Friday, 28 March 2008

Magic Book Review: Thee Necroholicus Asymptoticus Mordandum, 2008 Edition

In the wake of the clamour surrounding the Harry Potter franchise, many new books of magic spells have been published to cash in on the craze for wizardry and all things thaumaturgical. Thee Necroholicus Asymptoticus Mordandum (NAM) has been printed since the thirteenth century, when scribes of mystics wrote their favourite spells on leaves and bound them together in an attempt to trap a small genie. Since then, the book has been a favourite with serious magic practisers, but the increase in competition has seen the publishers resort to updating the format of the books (which are now printed with ink, rather than the blood of demons) and including many spells just for newcomers to the art.

My first reaction to the 2008 NAM was that it certainly matches its predecessors in aesthetics; nothing says “I’m a hard-arsed warlock, bee-yatch, so don’t mess with me” more than having a large hardback with demon faces poking out of the spine in one’s bookcase. If, for some reason, this doesn’t appeal, the new NAM is also available in paperback with a picture of Jennifer Lopez on the cover.

Many of the spells in the 2008 NAM are much simpler than the ones in previous volumes, including the famous ‘Invisible rabbit’ conjure and several small spells to create various amounts of bran. While these will certainly appeal to the beginner, many of the Mordandum’s existing readers will already be familiar with these basic tricks.

The book has fixes and updates for many of the bugs that were found in past editions, which is certainly a welcome touch. The spell for keeping dry in a rainstorm has been tweaked now, so that anyone using it should no longer find themselves covered in margarine when stepping inside. Also, many of the soul-selling spells will now get you at least 30% more value for your soul, which goes against all the current anima-trading trends.

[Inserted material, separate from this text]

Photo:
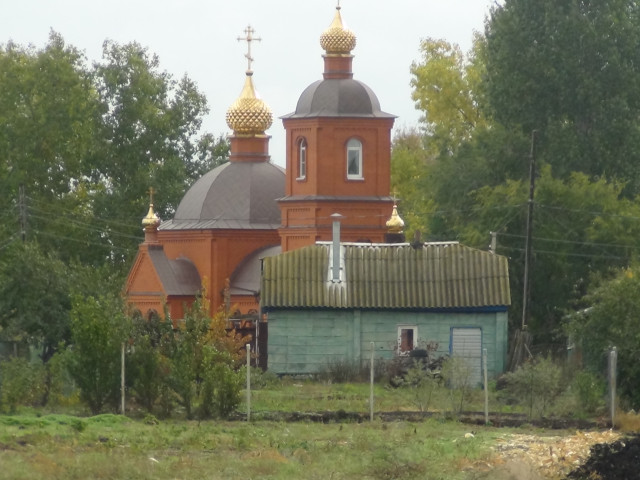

That’s not to say, however, that there are no bugs in the 2008 NAM. When I tried to conjure a djinn using plasticine and buttons, the creature proceeded to impregnate my cat, despite my following all the directions perfectly. It should also be noted that a huge oversight during publication led to the unforgivable error that two spells – one for raising the dead, the other for making one’s windows clean – were reversed. My neighbours were not too pleased when my attempts to help them with their spring-cleaning resulted in them being attacked by zombies.

But overall Thee Necroholicus Asymptoticus Mordandum, 2008 Edition is a great asset for anyone wanting a cohesive collection of useful magic spells. I’m not sure that I would recommend it to beginners, as some of the latter entries are particularly powerful, and the temptation to try them may be too great for a na├»ve newcomer to resist. The implications of this could be disastrous for mankind. I would recommend a book more suited for beginners, such as Spellcasting for Dummies or Rosie O’Donnell’s My Wiccan Life, which has some great tips for aspiring witches and wizards.

Finally, a warning: At all costs, avoid the upcoming spoken word release of the NAM, as listening to it could turn you into a ham sandwich.

Thee Necroholicus Asymptoticus Mordandum, 2008 Edition, Published by Gandalf and Faber, priced Six Undin Entites and a piece of Scarletite. Paperback available for £9.99.